Cinema | January 18th, 2016
by Greg Carlson
The meticulous Todd Haynes shares another engrossing 1950s tale of forbidden romance with “Carol,” a thematic sibling to the director’s career high point “Far from Heaven.” Adapted by Phyllis Nagy from Patricia Highsmith’s bracing novel “The Price of Salt,” “Carol” is every bit as feverish as the legendary anecdote describing the book’s origin. In the title role, Cate Blanchett is a well-to-do woman who might possibly be pursuing the distractions of Therese, Rooney Mara’s young salesgirl, just as much as the custody of her daughter during a difficult divorce. Filled with the loaded communication of the glance and the gaze, “Carol” is a lush and aching love story.
The movie may be called “Carol,” but the point of view belongs equally to Therese. Blanchett and Mara are good enough to expect more award nominations headed their way, and Haynes deftly balances the performances, constructing with the actors a careful pas de deux that accesses the hearts of both characters. Whether or not Carol uses her power, experience, and social status to seduce Therese, the drama clearly carves out room to examine how women in post-World War II America found themselves, regardless of sexual orientation, confined to customs determined by repressive norms.
Admirers of Haynes will find an embarrassment of riches in the lines of Carol’s stunning gray 1949 Packard Super Deluxe 8, the exterior of the Spare-Time diner, and the sight and sound of the Teddy Wilson/Billie Holiday microgroove long player featuring “Easy Living.” Anthony Lane writes of the necessity of retaining the novel’s period setting: “If Haynes had updated ‘The Price of Salt’ to the present, our response would have been: big deal. Trade your straight marriage for a same-sex relationship, these days, and you will be hailed for your emotional honesty, whereas Highsmith, steeped in crime fiction, needed the creak of danger and the hiss of social disdain.” Lane’s assertion is worth considering, even though “Carol,” with its sumptuous costumes and production design, centralizes and fetishizes the cool of the mid-twentieth century.

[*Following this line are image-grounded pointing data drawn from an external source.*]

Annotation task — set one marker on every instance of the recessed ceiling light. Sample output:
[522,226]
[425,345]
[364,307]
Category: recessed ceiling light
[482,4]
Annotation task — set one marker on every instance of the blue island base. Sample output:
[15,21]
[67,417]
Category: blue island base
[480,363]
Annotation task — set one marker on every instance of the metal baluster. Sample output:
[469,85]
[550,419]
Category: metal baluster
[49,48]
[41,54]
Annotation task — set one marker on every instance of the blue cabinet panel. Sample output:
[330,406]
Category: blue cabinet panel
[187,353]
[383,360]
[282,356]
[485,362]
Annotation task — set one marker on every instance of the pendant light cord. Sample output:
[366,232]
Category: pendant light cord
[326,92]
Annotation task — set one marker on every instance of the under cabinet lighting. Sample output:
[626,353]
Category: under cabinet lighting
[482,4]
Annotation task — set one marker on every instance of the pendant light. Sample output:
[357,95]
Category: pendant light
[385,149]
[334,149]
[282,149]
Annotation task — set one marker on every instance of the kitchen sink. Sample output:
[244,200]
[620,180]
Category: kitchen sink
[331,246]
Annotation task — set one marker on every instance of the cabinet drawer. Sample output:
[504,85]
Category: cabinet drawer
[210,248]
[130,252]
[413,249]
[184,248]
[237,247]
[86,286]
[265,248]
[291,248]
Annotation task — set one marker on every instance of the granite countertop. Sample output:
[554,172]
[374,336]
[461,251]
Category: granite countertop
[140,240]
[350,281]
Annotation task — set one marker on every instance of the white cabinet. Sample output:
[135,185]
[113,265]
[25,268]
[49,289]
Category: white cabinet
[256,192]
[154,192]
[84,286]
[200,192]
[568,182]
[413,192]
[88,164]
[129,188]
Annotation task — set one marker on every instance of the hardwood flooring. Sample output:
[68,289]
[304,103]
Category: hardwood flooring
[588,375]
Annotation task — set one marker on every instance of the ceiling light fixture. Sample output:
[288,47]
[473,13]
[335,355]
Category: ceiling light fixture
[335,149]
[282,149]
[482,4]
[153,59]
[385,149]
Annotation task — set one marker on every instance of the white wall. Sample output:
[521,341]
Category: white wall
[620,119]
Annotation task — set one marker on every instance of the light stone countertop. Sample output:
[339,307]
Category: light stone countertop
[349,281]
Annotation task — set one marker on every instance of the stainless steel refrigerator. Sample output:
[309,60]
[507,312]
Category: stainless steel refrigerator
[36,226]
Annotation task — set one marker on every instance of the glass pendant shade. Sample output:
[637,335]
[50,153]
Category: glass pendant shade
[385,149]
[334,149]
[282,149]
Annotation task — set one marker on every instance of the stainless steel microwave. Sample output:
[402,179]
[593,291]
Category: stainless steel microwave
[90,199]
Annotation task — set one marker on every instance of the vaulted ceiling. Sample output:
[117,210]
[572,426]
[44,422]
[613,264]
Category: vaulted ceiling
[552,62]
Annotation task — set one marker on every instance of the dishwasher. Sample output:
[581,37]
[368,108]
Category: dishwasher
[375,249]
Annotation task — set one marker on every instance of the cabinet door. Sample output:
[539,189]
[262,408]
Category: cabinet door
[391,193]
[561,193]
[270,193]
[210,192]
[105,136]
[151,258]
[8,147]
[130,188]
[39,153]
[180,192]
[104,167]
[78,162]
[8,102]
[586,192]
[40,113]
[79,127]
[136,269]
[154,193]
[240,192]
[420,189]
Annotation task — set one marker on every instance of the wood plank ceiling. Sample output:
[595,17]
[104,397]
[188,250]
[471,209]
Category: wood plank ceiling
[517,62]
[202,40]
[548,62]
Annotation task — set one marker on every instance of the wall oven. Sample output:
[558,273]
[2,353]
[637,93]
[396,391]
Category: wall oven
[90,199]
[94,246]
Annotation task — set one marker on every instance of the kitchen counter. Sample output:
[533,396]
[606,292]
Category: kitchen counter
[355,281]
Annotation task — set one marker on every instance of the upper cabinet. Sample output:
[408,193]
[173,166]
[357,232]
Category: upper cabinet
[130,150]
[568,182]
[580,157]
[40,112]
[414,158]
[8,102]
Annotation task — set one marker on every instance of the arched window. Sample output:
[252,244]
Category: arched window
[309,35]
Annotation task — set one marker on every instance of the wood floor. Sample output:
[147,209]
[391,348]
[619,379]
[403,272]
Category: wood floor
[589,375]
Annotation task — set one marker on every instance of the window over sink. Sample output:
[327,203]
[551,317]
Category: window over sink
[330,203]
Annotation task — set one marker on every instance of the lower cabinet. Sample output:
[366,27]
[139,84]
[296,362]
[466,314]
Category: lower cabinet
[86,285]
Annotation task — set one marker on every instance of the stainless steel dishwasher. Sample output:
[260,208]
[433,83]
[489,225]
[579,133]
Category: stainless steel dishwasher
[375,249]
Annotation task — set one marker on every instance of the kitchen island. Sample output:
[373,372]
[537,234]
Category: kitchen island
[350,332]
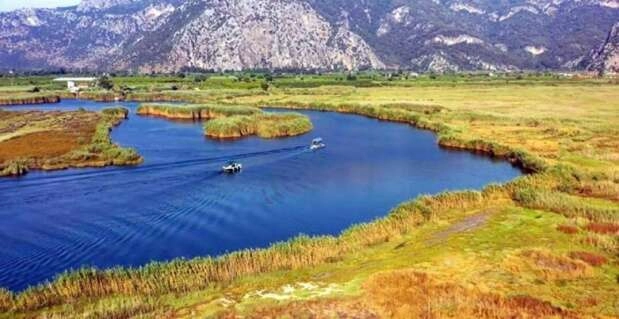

Over time, the novel’s open-ended and hopeful conclusion has remained one of its most frequently cited talking points. Because Highsmith resisted prevailing attitudes and expectations about the ways in which homosexual characters could or should be portrayed in fiction, interest in the book has continued (even though it was for a time out of print). Just as astonishing is the novel’s influence on Nabokov. As Terry Castle has long maintained, the tingly road trip centerpiece – a throbbing fantasy of anticipation – “must have [been] stolen” for “Lolita.”
“Carol” has already emerged, deservedly so, as a critical darling, but the film is not without its minor shortcomings. In significant ways, Highsmith depicted nervous confusion and sexual heat with an edge that Haynes blunts in favor of a more tasteful and highbrow rendering of Carol and Therese’s affair. Additionally, the age and class difference between the two women merits only scant notice within the film narrative, despite providing a potentially rich vein for deeper exploration. Minor quibbles aside, however, “Carol” is an absolutely ravishing feast for the senses. Lovers of classic Hollywood glamour will swear Mr. Haynes and his crew found a functional time machine.